The key issue is copyright and the problems of licensing data to run experiments over. Many of the early data sets were collections of oddball or made-up music. What’s more, this had a kind of snowball effect in that it made it hard to know exactly what a MIR system should do. As J. Stephen Downie of UIUC reports in a 2003 paper:
There is a much-lamented paucity of formal literature
reporting upon the analyses of the real-world information
needs and uses of MIR/MDL users (Downie, 2003; Byrd and
Crawford, 2002; Futrelle and Downie, 2002). In fairness, this
paucity is partially caused by the non-existence of MIR/MDL
systems containing music that users actually want.
You don’t know what users want because you don’t have any music that users want, to run user studies with.
Data is the key.

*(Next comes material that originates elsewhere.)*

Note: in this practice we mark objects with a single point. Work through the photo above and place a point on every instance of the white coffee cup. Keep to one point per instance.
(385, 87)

If you’re doing machine learning (ML) for instance, you start out with an empty or neutral model of how songs should be classified. You give it a song, and tell it what the output should be, and it adjusts its internal springs and channels (not really, it’s all numbers inside, but I like to think of them as stylized Rube Goldberg devices [that’s Heath Robinson to you Brits]) so that when presented with that song, it will produce that output. And then you repeat, with a different song. This time the internal adjustments are a bit harder to make, and usually less extensive, because now it has to accommodate both its previous settings and the new song. Then you repeat with a third song, and so on ad nauseum.

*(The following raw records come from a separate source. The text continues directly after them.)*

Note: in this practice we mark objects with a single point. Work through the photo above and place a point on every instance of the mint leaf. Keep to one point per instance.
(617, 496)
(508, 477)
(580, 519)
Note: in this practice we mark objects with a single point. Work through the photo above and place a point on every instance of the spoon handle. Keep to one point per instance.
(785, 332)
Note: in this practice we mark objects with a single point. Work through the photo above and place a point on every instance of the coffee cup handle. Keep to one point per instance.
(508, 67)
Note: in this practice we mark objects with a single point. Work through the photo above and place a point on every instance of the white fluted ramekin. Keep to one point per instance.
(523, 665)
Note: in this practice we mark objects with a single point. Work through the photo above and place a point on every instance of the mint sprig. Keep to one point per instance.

Note that you need both the songs, and the desired output (together, this is often referred to “the ground truth”). And you need lots of it, sampled pretty evenly from across the entire catalog of music. Otherwise you’ll get lacunae in your model, where the result can be wildly off, and/or overfitting, where everything looks the same to the model. The model is really a statistical artifact, and statistics is really deeply in love with the Law of Large Numbers.
So where do you get this large collection of music that people actually are interested in, to experiment with? It’s a conundrum. Downie and his collaborators at UIUC got together with the supercomputer center at NCSA to propose
the development of a secure, yet accessible, research environment that allows researchers to remotely access the large-scale testbed collection.
and to get the Naxos label to donate their entire catalog, about 30,000 tracks, to be placed in this repository, along with the entire AllMusic metadata database. This formed the basis for the first MIREX server, which runs the various competition entries on the NCSA supercomputer frameworks over various subsets of the data. More data has been added to the repository over time.
The 2019 overview paper calls for extending this 2003 framework to be a distributed system, with multiple MIREX centers linked over the net, so that record labels could run their own MIREX which would contain their own collection, without having to send their tracks to UIUC to be incorporated in the central repository.
There are a number of other existing test data sets, and I’ll report more on them as I read the papers.